I'm having trouble with getting decent-quality interpolation when downscaling hi-res JPEGs and TIFFs (source is either full or cropped photo from 3000 x 2000 from Nikon D70 or approx. 5800 x 3700 from Nikon slide scanner) to a Jitter output that is arbitrarily smaller, such as 720 x 480 for DVD or 1024 x 768 for computer display. (For the sake of being complete, I'll also say that there will also always be subsequent compositing operations with other downscaled photos or portions thereof.) I'm a Jitter newbie, but in my experiments with jit.matrix so far, turning on the interpolation option (per Jitter Tutorial 14) does little to eliminate the jaggies when scaling the image down to a smaller jit.matrix and subsequent jit.window. I seem to get the same results whether I use a "read" or "importmovie" command at the front end. I've just started to look into the GPU processing, but am still unclear what provision Jitter has under either CPU or GPU for smooth interpolation when downsizing large images... hopefully something approximating Photoshop's interpolation capabilities (even if there's a tradeoff in processing time).

Any thoughts are much appreciated!

Jeff

Wesley Smith's icon

Your best bet is to do the downscaling in something like photoshop and
then bring it in to jitter.

wes

Joshua Kit Clayton's icon

jit.matrix only exposes linear interpolation which doesn't do much
for significant downsampling. We might expose something like cubic,
sinc, or mitchell filters in a later release. There are a few ways to
deal with this.

1. If appropriate, use an averaging downsample like this

Max Patch
Copy patch and select New From Clipboard in Max.

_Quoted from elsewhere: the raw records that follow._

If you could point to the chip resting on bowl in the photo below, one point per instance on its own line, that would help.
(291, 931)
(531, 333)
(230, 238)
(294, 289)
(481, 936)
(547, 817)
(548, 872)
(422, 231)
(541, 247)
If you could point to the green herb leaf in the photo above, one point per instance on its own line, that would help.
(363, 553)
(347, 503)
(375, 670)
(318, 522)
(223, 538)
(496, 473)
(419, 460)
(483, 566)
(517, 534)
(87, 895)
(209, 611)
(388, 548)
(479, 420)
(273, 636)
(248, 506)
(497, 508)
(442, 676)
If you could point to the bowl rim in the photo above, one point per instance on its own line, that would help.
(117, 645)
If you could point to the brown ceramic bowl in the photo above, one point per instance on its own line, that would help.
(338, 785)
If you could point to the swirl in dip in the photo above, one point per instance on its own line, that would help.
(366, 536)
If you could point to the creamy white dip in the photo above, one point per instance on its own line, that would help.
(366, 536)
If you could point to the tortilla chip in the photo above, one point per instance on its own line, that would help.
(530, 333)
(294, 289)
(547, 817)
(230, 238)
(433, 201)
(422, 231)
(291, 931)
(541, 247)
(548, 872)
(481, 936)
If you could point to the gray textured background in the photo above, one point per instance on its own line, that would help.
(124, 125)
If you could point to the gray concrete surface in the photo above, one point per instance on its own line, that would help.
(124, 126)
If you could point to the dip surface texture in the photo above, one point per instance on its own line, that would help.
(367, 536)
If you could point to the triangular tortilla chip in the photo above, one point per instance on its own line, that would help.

2. Use the JS Image class for which we use a Mitchell filter for
scaling when interpolation is on. (note the fromnamedmatrix() and
tonamedmatrix() methods demonstrated in jsui_matriximage-example.pat)

3. Draw it in jit.lcd, since when downsampling QD uses a lanczos-sinc
filter.

4. Make clever use of jit.convolve to perform arbitrary filters.

Hope this helps somewhat.

-Joshua

namaste ranch's icon

Thanks, Wes, but I'm hoping for a solution in Jitter... even if not as good as Photoshop, better than what I'm seeing so far with the interpolate attribute for jit.matrix. My project needs to randomly pull cropped areas of the hi-res photos and display them at lower res on the fly... and still look good enough that it doesn't appear downsampled or jaggy.

Any other ideas out there?

Thanks!

Jeff

Wesley Smith's icon

You may also be able to use some JAVA libraries if speed isn't too
much of an issue. Other quick solutions might include running command
line image scaling operations that use GD (through PHP) or ImageMagick
which is quite nice for cammand line image processing.